Should the city of Aspen continue the practice of adding fluoride to its drinking-water supply? Or, should it simply lower its fluoride-to-water ratio based on Environmental Protection Agency suggestions?
These are the questions facing the Aspen City Council at Monday night’s regular meeting.
C.J. Oliver, the city’s environmental health director, said in a memorandum Tuesday to the council that the issue is whether the city should add fluoride as “a public health protection measure” or give responsibility to local residents to make their own decisions about fluoride intake, adding it to their diet when they believe it appropriate.
At a work session in September, the council heard a wide range of opinions about the benefits and risks of fluoride. For example, Oliver’s memo points out that fluoride reduces the risk of cavities but that too much of it can increase the risk of dental fluorosis — various degrees of tooth discoloration — and bone fractures.
In addition, various studies and claims have raised the possibility that excess fluoride might increase the risk of rare bone cancers and can even lead to a lower IQ, “but there is no support for these effects based on existing science,” Oliver wrote.

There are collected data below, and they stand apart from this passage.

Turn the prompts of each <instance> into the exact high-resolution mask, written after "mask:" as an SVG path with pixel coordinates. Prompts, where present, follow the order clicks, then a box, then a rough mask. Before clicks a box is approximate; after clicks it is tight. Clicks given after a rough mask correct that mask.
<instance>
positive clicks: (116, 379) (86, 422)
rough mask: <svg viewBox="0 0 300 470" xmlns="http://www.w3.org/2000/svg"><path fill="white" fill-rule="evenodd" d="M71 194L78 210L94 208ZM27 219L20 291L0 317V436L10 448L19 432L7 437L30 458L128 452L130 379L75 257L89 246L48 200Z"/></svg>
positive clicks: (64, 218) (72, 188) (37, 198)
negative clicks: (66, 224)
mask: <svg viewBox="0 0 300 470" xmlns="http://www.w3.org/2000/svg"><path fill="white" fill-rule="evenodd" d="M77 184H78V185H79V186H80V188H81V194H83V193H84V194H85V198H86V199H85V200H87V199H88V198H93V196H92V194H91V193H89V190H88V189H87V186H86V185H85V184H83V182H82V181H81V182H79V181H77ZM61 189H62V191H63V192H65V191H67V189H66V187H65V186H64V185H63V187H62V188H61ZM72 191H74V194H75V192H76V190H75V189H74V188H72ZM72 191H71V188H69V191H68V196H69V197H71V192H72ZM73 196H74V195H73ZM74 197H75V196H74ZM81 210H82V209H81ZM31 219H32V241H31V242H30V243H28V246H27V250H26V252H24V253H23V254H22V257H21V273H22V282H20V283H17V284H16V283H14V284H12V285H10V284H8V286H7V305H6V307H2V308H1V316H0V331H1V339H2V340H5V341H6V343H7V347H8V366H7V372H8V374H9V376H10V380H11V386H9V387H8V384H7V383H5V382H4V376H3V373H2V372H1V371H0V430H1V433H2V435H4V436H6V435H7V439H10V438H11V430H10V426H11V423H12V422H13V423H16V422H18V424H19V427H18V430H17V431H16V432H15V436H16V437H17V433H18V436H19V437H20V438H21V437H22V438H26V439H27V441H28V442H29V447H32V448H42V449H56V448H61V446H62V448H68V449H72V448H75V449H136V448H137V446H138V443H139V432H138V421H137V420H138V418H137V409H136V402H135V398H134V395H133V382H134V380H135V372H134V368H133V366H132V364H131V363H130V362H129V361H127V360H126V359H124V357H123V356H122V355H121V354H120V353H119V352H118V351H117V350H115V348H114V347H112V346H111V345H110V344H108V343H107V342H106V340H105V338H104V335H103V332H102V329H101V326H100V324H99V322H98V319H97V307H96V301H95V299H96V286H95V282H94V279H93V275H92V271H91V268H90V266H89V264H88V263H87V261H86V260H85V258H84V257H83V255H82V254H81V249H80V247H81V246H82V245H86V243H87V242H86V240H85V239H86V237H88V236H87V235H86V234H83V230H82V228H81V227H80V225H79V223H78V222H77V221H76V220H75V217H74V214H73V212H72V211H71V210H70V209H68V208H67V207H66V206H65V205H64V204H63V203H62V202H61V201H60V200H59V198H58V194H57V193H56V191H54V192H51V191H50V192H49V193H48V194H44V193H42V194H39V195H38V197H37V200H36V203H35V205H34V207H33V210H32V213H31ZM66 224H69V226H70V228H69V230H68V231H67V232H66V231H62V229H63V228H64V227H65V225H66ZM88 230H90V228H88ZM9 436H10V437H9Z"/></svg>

In January 2011, the EPA and the U.S. Department of Health and Human Services proposed a recommendation that water districts decrease the amount of fluoride to the lowest amount expected to help reduce cavities, or 0.7 milligrams of fluoride per liter of water. Currently, the city adds fluoride to the natural amount that already exists in the water supply to achieve a level of 1 to 1.1 milligrams of fluoride per liter.
According to the federal Centers for Disease Control, 515 water systems in Colorado are classified as nonfluoridated, while 196 systems are listed as fluoridated through natural means. Fifty systems, such as Aspen and Snowmass Village, use natural fluoride but adjust the levels through additives to meet a certain standard.
Oliver’s memo quotes the CDC as such: “For 65 years, community water fluoridation has been a safe and healthy way to effectively prevent tooth decay. CDC has recognized water fluoridation as one of the 10 great public health achievements of the 20th century.”
In Aspen, the issue is not driven by cost considerations, Oliver wrote. The annual cost to the Water Department is about $13,000, which doesn’t include staff time. “That amount of money could provide funding for fluoride-containing toothpastes, mouth rinses, tablets and treatments for people without adequate dental care in the event that council chooses to terminate the fluoride program,” he wrote.
At the September council gathering, Dr. Tom Lankering, a Basalt chiropractor, called the addition of fluoride in the water “mass medication without consent.” But Dr. David Swersky, a dentist, said he has seen the benefits in children’s teeth, especially those who do not receive regular dental services, and recommended the 0.7-milligram level.
Oliver has prepared two resolutions for the council, one that would reduce the amount of fluoride to the 0.7-milligram level based on the EPA/HHS recommendation and one that stops adding fluoride to the water supply altogether.